Leon Edel makes a
shrewd juxtaposition between the fate of Charlotte Verver in the Golden Bowl
and the consequent voyage to America of the hero of his biographical trifecta, Henry James, quoting Fanny Assingham: “I see
the long miles of ocean and the dreadful great country. State after State –
which have never seemed to me so big or so terrible.”
Henry James’s travels
in the U.S. in 1904, 21 years after he’d been there last, make up that bundle
of impressions, The American Scene. James is the Silenus of expatriates – we all
bow down to his altar, sooner of later. State after State – this was the great “subject”
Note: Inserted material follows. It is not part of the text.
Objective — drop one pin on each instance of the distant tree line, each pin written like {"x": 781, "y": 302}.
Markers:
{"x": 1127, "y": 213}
he was after, another writer – like Kerouac or Whitman, Mailer or, why not,
Jane Smiley – in search of the real American thing, a story to pull out of the
terrible vastness. On his first day, disembarked in New Jersey, James could
already feel it:
Nothing was left, for
the rest of the episode, but a kind of fluidity of appreciation a mild, warm
wave that broke over the succession of aspects and objects according to some
odd inward rhythm, and often, no doubt, with a violence that there was little
in the phenomena themselves flagrantly to justify. It floated me, my wave, all
that day and the next ; so that I still think tenderly for the short backward
view is already a distance with "tone" of the service it rendered me
and of the various perceptive penetrations, charming coves of still blue water,
that carried me up into the subject, so to speak, and enabled me to step
ashore.”
What expat come home
has not surfed on that wave? Has not felt some lost familiarity in its motion
and temperature? Some intervening distance that puts one on one side, the stranger
at the party?
But Charlotte Verver
and Henry James came home from a Europe that was truly distant – when distance
was the experience of days and tossing currents, not of today’s menu of movies
and tv shows and jet lag – an utterly new experience of time. I arrived in
Atlanta a little sick, but soon cast off the threatened cold and plunged as directly
as I could, with a casting off of newspaper headlines, into the “subject”. It is
a plunging that requires cars, and getting used to vast, cathedral like grocery
stores all over again. For Adam, the New Jerusalem is all about his bucket list
of fast food places, as well as going, in Atlanta (and Athens, visiting his
cousins), to comic book stores and parks and even visiting the King memorial
down on Auburn Street. We are in Iowa now, and the bucket list consists of swimming for three hours a day in Lake Boji and amusement park rides in Arnold’s Park.
Myself, I am pretty
amazed by the unconscious affluence here, the cheapness in the Walmart and the
expensiveness of the restaurants; I’m tickled by the voices, by the way that
the grocery store clerk can decide to tell you the story of her dog’s funny
habits while ringing you up, just because; and I’m amazed at feeling so very
American myself, as through bursting through the thin layer of the French quotidian.
Feeling American does
not mean feeling kin to the official face America shows the world, or the unofficial
American buzz on social media. I know that’s there. That’s always there. But
that is not the wave. The wave is what I am interested in, more, at the moment.